Retail sales fall in May as Britons spend more on hospitality
Figures from the Office for National Statistics show retail sales fell by 1.4% between April and May as people chose to visit reopened bars and restaurants instead of buying food at supermarkets. Sales fell most significantly at food stores, while sales at non-food shops rose on demand for outdoor furniture. Additionally, the proportion of online sales dipped for the third month in a row as people returned to physical shops.
Rising inflation could bring £700 hit to living standards
The Resolution Foundation estimates that soaring commodity costs could push the Consumer Prices Index above 4% for the first time since 2011, hitting average household income with a £700 blow. The warning comes ahead of a Bank of England meeting this week when the Monetary Policy Committee (MPC) is expected to vote to hold interest rates at a record low of 0.1%, despite protests from the Bank’s chief economist, Andy Haldane. Allan Monks, UK economist at JP Morgan, commented: “We expect the MPC will not be panicked by the May CPI report, but will sound more open minded about inflation risks due to the strong recovery and early signs of greater labour market strength.”

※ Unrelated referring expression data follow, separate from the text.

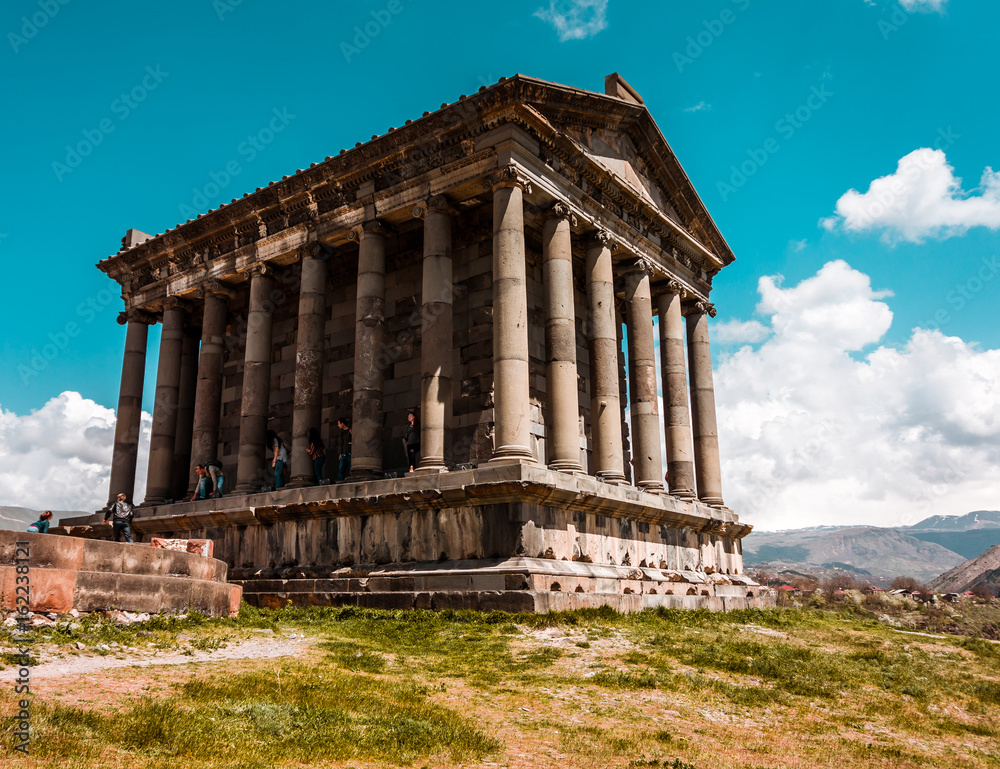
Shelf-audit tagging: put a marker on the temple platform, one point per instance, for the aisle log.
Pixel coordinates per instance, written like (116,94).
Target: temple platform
(511,537)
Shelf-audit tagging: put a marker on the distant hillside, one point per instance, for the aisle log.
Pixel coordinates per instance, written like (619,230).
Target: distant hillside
(979,519)
(984,570)
(859,549)
(18,518)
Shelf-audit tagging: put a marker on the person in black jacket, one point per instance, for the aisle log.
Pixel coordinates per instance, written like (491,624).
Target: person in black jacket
(123,514)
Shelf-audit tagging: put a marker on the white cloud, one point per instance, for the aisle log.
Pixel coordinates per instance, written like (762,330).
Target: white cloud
(812,434)
(922,199)
(739,332)
(59,456)
(575,19)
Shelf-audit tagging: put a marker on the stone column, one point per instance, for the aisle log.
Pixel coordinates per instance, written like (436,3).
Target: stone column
(369,347)
(308,398)
(159,479)
(256,381)
(185,415)
(208,390)
(706,437)
(129,421)
(562,430)
(605,402)
(511,393)
(677,419)
(436,339)
(647,462)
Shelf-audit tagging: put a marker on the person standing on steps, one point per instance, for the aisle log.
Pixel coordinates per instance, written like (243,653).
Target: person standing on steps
(122,514)
(42,524)
(412,440)
(343,446)
(278,455)
(318,453)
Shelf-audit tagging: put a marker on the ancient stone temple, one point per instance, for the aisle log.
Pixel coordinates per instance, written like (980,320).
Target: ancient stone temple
(500,267)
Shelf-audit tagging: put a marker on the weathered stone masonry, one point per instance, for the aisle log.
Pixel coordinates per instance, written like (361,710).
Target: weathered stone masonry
(477,266)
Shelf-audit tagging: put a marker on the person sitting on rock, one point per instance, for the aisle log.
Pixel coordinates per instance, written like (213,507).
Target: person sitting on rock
(123,514)
(42,524)
(202,488)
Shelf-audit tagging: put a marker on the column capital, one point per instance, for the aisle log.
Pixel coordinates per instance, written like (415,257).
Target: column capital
(508,176)
(560,210)
(703,308)
(176,303)
(260,270)
(215,288)
(602,238)
(136,316)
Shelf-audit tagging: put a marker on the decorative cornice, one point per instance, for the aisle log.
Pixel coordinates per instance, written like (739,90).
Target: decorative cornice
(602,238)
(560,210)
(508,176)
(136,316)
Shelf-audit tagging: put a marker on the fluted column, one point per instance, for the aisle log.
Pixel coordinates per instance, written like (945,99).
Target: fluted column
(647,462)
(605,402)
(706,439)
(436,339)
(185,415)
(511,392)
(677,419)
(562,430)
(208,390)
(256,381)
(168,376)
(129,417)
(369,344)
(307,403)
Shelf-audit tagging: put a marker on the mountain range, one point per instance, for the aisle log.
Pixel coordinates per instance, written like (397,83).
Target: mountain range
(923,551)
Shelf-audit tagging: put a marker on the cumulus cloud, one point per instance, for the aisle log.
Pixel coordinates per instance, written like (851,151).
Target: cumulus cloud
(922,199)
(821,424)
(739,331)
(575,19)
(59,456)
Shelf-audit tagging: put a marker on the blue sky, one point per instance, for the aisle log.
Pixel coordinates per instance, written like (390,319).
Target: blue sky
(806,100)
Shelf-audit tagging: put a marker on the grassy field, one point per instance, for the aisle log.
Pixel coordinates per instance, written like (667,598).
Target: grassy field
(687,690)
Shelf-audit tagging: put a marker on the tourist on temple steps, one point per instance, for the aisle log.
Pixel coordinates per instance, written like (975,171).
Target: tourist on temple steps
(343,446)
(278,455)
(214,468)
(122,514)
(318,453)
(412,440)
(202,489)
(42,524)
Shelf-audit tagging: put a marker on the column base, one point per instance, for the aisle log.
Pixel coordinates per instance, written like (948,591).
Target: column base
(436,470)
(511,461)
(570,468)
(361,475)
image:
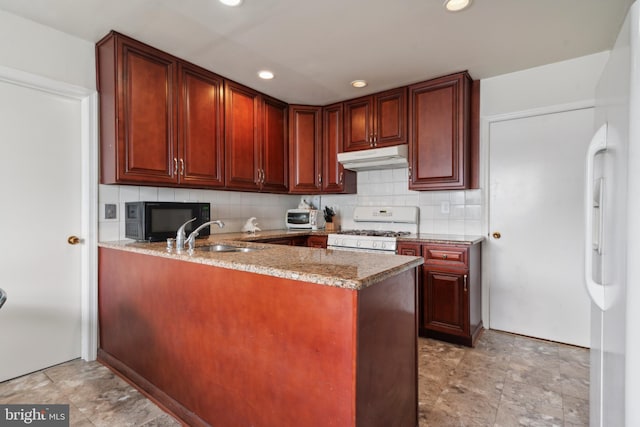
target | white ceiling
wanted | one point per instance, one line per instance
(317, 48)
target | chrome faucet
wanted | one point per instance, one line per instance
(180, 235)
(190, 241)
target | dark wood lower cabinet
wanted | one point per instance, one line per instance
(449, 291)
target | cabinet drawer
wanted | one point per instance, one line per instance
(446, 255)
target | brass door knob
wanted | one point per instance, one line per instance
(73, 240)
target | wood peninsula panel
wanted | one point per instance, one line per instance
(227, 348)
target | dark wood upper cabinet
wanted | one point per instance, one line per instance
(242, 137)
(160, 118)
(200, 128)
(378, 120)
(335, 178)
(305, 165)
(315, 141)
(255, 140)
(439, 133)
(275, 143)
(167, 122)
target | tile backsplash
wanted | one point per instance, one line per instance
(441, 212)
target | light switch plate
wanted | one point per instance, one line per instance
(110, 211)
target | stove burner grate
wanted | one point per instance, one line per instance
(375, 233)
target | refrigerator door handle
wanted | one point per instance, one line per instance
(597, 145)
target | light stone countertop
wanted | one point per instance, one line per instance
(349, 270)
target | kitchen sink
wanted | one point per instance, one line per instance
(226, 248)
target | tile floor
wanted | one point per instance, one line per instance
(507, 380)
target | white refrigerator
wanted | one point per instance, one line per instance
(612, 244)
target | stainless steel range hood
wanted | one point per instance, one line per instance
(376, 158)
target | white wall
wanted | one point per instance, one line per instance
(558, 87)
(560, 83)
(41, 50)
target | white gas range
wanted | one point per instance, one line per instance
(379, 228)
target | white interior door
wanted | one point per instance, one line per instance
(40, 182)
(536, 172)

National debt on verge of 100% of GDP
Data from the ONS will on Tuesday show Britain’s national debt has hit 100% of GDP for the first time in 60 years. Public sector net debt has soared to £2.17trn as the Government borrowed record sums to fund its pandemic response. It is currently equal to 98.5% of the economic output.
City’s sterilisation unhealthy for markets
Oliver Shah in the Sunday Times laments the loss of strident voices from the City listing a slew of characters that probably wouldn’t be welcome in today’s “sanitised modern City.” Shah says the willingness of the likes of Richard “Ratty” Ratner, David Cumming or Richard Buxton to speak out didn’t necessarily endear them to their bosses, and their personalities now would be constrained by corporate compliance departments. Shah argues that the loss of voices like these from big institutions “reflects… a growing aversion to any kind of reputational risk” while institutions “will wield less clout on issues such as ESG if they are unable to brandish the stick of an articulate, commercial spokesperson.” On both the sell and the buy side debate is shrinking, Shah continues, and although activists may fill the void to a degree, “a polarised corporate world with ESG types at one end and hedge fund tycoons at the other isn’t healthy.”
New £50 note launches next week
The new £50 note featuring Alan Turing, the mathematician, code-breaker and computer scientist, enters into circulation on June 23 replacing the note featuring steam engine pioneers James Watt and Matthew Boulton, who first appeared on the note in 2011. It will be the final bank note to switch from paper to plastic following the successful introduction of a polymer £5 note in 2016. A £10 note featuring Jane Austen followed in 2017, and £20 polymer note was released last year with painter JMW Turner.